ほら、と長い指をまっすぐ伸ばしたマルコの、指の先で光が弾けた。暗い蒼い青い碧い海の淵が金色に染まって、空の端が緩やかにグラデーションを描く。金色は瞬く間に海を染めて、そして大きな金色の太陽が姿を見せる頃には、空と海がまばゆい光の渦に包まれていた。瞬きする間に色を変える姿に、エースはしばらく息を詰めていた。夜明けだった。初めて見るわけでもない、これが最後と言うわけでもない。けれどもエースは、この夜明けを一生忘れないという自信があった。魔法のようだ。マルコがその長い指先で、夜と太陽と空と海と、そして朝を操ったような気がした。圧倒的な金と青、ただそれだけの色が、何千何万の彩りを紡いでいる。神々しいほど。やがて、太陽が水平線から顔を出しきり、海と空が鮮やかな青色に変わってしまうと、エースはゆっくりと肘を離して、マルコに向き直った。マルコは胸ポケットを探って、ひしゃげた煙草の箱を取り出している。
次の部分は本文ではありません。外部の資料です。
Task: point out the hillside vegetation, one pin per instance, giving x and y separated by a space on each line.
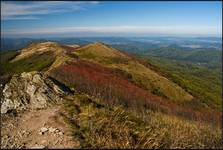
204 83
106 126
118 101
140 75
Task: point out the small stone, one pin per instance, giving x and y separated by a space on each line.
41 133
51 129
38 147
57 130
43 141
43 129
60 133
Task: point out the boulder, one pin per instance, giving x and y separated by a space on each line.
32 90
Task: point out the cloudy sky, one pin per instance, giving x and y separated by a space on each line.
93 18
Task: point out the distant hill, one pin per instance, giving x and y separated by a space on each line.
115 99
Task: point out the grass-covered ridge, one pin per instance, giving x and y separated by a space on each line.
107 126
141 76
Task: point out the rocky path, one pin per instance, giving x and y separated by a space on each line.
36 129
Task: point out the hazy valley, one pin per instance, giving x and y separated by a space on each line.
111 93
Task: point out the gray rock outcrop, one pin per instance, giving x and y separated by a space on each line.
32 90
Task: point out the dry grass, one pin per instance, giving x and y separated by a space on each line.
141 75
103 126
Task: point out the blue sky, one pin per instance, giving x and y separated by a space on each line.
98 18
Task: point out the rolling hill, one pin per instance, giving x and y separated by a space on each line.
116 101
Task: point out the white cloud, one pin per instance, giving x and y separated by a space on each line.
120 30
25 10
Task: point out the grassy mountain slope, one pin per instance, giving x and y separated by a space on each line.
105 126
140 75
117 101
203 82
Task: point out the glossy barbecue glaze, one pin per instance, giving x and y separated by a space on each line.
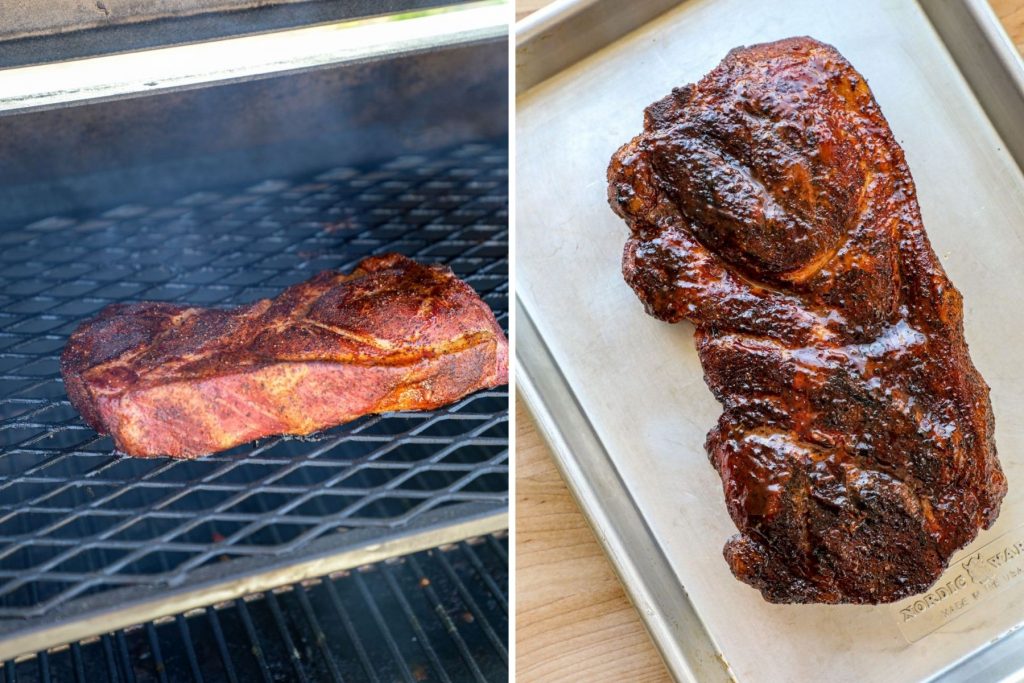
393 335
770 205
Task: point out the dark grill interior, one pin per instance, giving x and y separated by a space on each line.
437 615
78 519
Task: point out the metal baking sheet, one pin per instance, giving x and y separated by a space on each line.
621 395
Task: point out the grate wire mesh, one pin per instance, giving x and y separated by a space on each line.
426 616
77 519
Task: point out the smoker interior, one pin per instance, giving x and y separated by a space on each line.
435 615
77 519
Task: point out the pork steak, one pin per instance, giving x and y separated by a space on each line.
770 205
172 380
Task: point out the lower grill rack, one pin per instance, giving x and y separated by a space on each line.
435 615
84 530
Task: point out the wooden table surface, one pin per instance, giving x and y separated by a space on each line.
573 622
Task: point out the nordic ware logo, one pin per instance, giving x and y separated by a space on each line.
991 570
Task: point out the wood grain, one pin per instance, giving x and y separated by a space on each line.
573 622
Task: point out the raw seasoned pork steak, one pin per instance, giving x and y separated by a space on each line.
393 335
770 205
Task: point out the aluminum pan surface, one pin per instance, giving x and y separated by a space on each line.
639 380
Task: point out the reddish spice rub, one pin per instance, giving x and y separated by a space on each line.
172 380
770 205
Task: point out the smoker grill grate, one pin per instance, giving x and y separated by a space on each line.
76 519
436 615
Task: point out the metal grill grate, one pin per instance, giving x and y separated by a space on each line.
437 615
76 519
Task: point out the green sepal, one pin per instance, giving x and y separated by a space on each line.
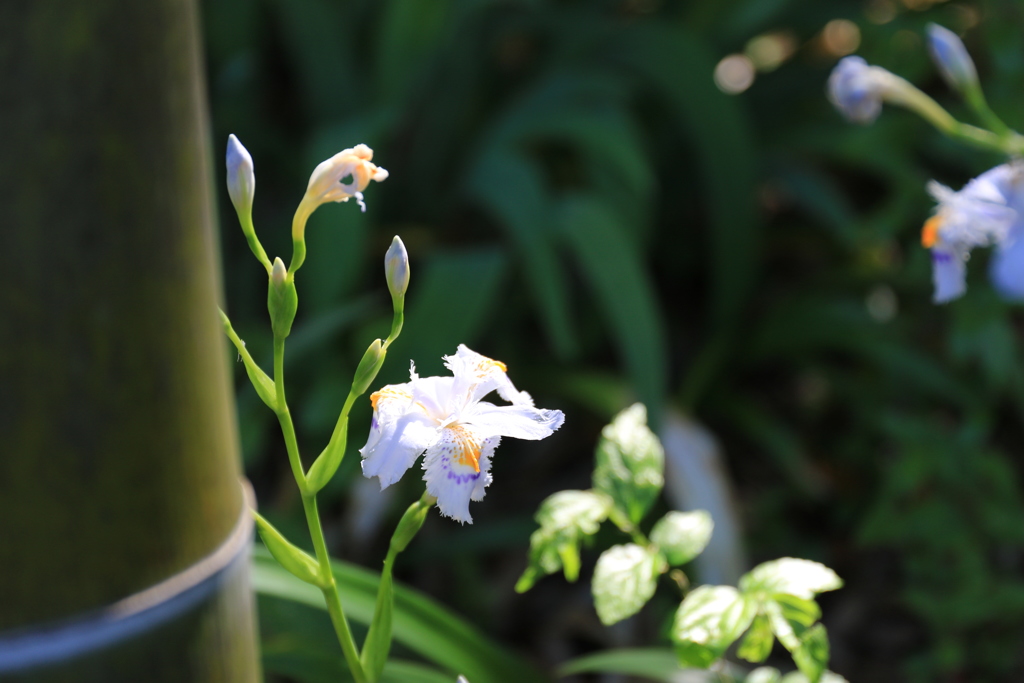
283 302
330 459
757 643
260 380
369 366
289 556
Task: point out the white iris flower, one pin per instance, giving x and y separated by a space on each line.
445 418
984 212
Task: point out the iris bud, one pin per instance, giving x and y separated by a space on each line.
396 268
951 57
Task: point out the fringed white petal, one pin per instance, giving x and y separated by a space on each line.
515 421
457 469
396 447
476 376
398 433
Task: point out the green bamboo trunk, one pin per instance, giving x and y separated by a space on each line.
119 465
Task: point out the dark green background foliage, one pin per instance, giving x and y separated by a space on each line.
580 201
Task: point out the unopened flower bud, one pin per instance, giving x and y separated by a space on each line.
282 299
241 178
951 57
855 89
396 268
367 371
279 273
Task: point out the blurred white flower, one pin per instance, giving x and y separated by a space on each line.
984 212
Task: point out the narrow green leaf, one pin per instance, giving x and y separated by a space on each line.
614 269
297 561
511 188
565 518
758 641
625 580
708 622
682 536
630 464
803 579
378 643
420 624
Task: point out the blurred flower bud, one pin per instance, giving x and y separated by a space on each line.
855 89
951 57
371 364
241 179
279 274
396 268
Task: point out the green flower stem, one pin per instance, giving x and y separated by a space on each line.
396 324
285 416
250 231
378 643
330 590
1007 141
331 595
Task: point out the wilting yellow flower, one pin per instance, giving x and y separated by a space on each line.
342 176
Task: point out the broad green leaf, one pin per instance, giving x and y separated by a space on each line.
420 624
803 579
812 654
763 675
682 536
625 580
827 677
565 518
396 671
708 622
790 617
630 464
624 291
758 641
798 611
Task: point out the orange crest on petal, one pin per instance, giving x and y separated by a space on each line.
465 449
930 232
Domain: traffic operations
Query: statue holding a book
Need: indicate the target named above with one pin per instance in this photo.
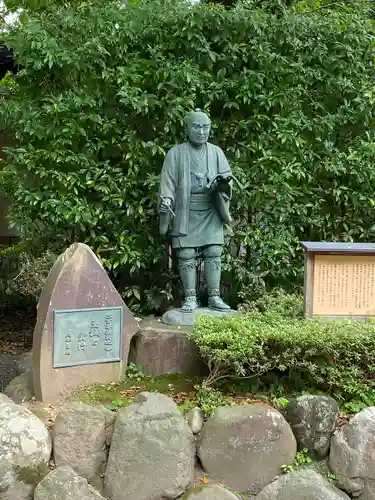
(195, 192)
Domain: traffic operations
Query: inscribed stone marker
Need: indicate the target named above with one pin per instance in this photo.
(83, 330)
(339, 279)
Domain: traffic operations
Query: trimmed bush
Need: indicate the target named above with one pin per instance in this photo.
(103, 94)
(334, 356)
(24, 276)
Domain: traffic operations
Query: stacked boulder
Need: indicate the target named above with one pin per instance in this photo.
(150, 451)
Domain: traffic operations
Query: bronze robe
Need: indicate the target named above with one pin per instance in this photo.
(197, 222)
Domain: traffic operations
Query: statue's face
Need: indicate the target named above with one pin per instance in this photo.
(199, 129)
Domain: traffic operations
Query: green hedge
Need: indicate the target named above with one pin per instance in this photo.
(281, 350)
(103, 94)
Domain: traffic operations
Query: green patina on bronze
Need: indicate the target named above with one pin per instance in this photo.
(195, 193)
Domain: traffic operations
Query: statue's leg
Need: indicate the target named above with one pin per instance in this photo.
(188, 273)
(212, 273)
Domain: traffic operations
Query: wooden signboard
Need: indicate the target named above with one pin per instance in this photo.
(339, 279)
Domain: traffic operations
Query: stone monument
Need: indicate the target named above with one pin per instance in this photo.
(195, 192)
(83, 330)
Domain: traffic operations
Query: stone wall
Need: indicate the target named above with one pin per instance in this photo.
(150, 451)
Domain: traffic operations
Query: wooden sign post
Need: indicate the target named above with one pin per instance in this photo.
(339, 279)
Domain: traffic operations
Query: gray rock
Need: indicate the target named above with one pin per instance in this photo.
(158, 349)
(25, 451)
(81, 439)
(195, 419)
(64, 484)
(304, 484)
(212, 492)
(244, 447)
(20, 389)
(313, 420)
(177, 317)
(24, 362)
(368, 492)
(352, 456)
(152, 451)
(5, 399)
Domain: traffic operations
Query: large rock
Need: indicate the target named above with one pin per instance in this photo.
(195, 419)
(313, 420)
(78, 281)
(24, 362)
(20, 389)
(212, 492)
(159, 349)
(64, 484)
(25, 451)
(244, 447)
(152, 451)
(352, 456)
(81, 439)
(305, 484)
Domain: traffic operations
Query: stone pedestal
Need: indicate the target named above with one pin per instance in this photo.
(159, 349)
(177, 317)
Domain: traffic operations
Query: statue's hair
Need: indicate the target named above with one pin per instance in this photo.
(192, 114)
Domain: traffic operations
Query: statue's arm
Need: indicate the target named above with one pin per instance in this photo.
(168, 180)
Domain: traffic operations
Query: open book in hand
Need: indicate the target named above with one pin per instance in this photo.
(220, 184)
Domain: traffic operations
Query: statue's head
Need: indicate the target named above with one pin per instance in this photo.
(198, 127)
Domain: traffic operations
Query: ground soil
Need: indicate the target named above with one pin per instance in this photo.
(16, 330)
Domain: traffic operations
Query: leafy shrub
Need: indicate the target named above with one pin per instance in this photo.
(337, 356)
(208, 399)
(102, 97)
(25, 287)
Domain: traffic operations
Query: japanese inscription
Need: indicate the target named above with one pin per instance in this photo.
(87, 336)
(344, 285)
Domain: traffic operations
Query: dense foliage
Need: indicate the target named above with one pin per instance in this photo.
(279, 350)
(103, 94)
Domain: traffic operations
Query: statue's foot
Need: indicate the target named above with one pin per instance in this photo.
(216, 302)
(190, 303)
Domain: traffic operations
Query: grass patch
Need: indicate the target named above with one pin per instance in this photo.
(116, 395)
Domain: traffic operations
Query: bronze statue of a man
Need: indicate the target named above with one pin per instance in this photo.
(195, 190)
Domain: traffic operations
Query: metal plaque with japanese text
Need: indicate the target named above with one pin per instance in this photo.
(87, 336)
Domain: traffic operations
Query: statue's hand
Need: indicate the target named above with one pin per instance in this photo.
(165, 205)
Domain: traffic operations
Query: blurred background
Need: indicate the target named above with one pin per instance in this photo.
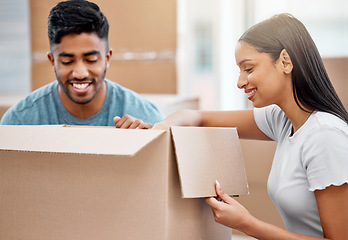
(178, 54)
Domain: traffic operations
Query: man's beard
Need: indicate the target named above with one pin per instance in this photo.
(65, 89)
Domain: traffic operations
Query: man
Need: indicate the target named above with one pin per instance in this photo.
(80, 54)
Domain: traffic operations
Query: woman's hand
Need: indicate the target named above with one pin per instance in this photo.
(130, 122)
(228, 211)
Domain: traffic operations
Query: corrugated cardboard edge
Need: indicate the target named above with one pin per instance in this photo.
(244, 191)
(161, 132)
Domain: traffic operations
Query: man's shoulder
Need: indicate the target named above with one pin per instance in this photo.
(39, 95)
(27, 110)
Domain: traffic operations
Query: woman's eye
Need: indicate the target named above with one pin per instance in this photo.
(93, 60)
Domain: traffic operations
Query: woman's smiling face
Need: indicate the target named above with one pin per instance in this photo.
(262, 78)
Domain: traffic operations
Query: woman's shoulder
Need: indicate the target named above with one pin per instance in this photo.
(324, 120)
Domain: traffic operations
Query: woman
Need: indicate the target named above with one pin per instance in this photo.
(295, 105)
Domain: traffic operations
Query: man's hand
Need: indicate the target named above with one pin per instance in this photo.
(130, 122)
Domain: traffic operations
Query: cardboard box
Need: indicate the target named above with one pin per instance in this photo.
(61, 182)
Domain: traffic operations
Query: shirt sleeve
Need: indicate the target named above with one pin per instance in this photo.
(272, 121)
(325, 158)
(9, 118)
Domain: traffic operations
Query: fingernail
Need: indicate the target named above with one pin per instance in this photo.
(217, 183)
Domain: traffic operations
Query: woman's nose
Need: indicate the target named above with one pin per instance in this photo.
(242, 81)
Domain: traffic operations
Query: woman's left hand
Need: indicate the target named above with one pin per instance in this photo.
(228, 211)
(130, 122)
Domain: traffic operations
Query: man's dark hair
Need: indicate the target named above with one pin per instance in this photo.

一本手にとって咥えたマルコの、煙草の先に赤い灯が燈った。ちらりとエースを一瞥したマルコは、軽く目を瞑ってありがとよい、と言った。指先に青い焔を揺らめかせながら。

「俺、」

とエースが口を開きかけると同時に、マルコの吐いた煙がエースの目を塞ぐ。目を瞑ったエースの耳に、おやすみ、と言うマルコの声が聞こえて、あわてて目を開いたエースの前にマルコはもういなかった。かろうじて、閉まりかけた樫の扉だけが視界の端に移る。何を言いかけたのか忘れてしまったエースは、マルコを追いかけるわけにもいかない。マルコの残した煙草の残り香は、瞬く間に海風が流してしまった。青い焔を揺らめかせたマルコのように、エースも指先を炎に変えてみる。揺らぐ色はどこまでも赤色で、朝日より夕日に似ていた。白鯨は今も波を蹴立て、水面を金色に輝かせる太陽に乗り入れようとしている。

「、そうだな」

親父にはきっと、あの太陽すら掴むことができる。少し笑って、エースも輝く海に背を向けた。一日が始まる。昨日と同じ、明日とも変わらない、けれどもただ一日だけの今日が。すでに乾き始めた甲板を音もなく進む。全力疾走はしない。先ほどかいた汗はもうすっかり引いていた。メインマストを回って、上げ蓋を上げて、梯子は使わずに一気に飛び降りる。ひとりでにしまった上げ蓋は少しばかり軋んでいたが、気にしないことにした。すり減った階段を下って、廊下を進んで、突き当たりの、二つ並んだ扉の前で立ち止まる。右がエースの部屋。左はマルコの部屋だ。

「おはよう」

マルコが呟いた「おやすみ」に、正反対の言葉をかけて、エースはがらんとした部屋の扉をくぐる。サンダルをブーツに履き替えて、装飾品をつける。ナイフは左に、ログポースとリストバンドも左に。重ねて嵌めるバングルは右に。最後にオレンジ色のテンガロンハットをかぶれば、エースの部屋は本当にからっぽだった。これでいい、とエースは思う。誰にも、何も残りはしない。マルコがまどろむ間、エースは親父のために命を賭けるのだ。エースが眠る間、マルコがそうしているように。

いつか、3mより近い距離まで辿りつけるように。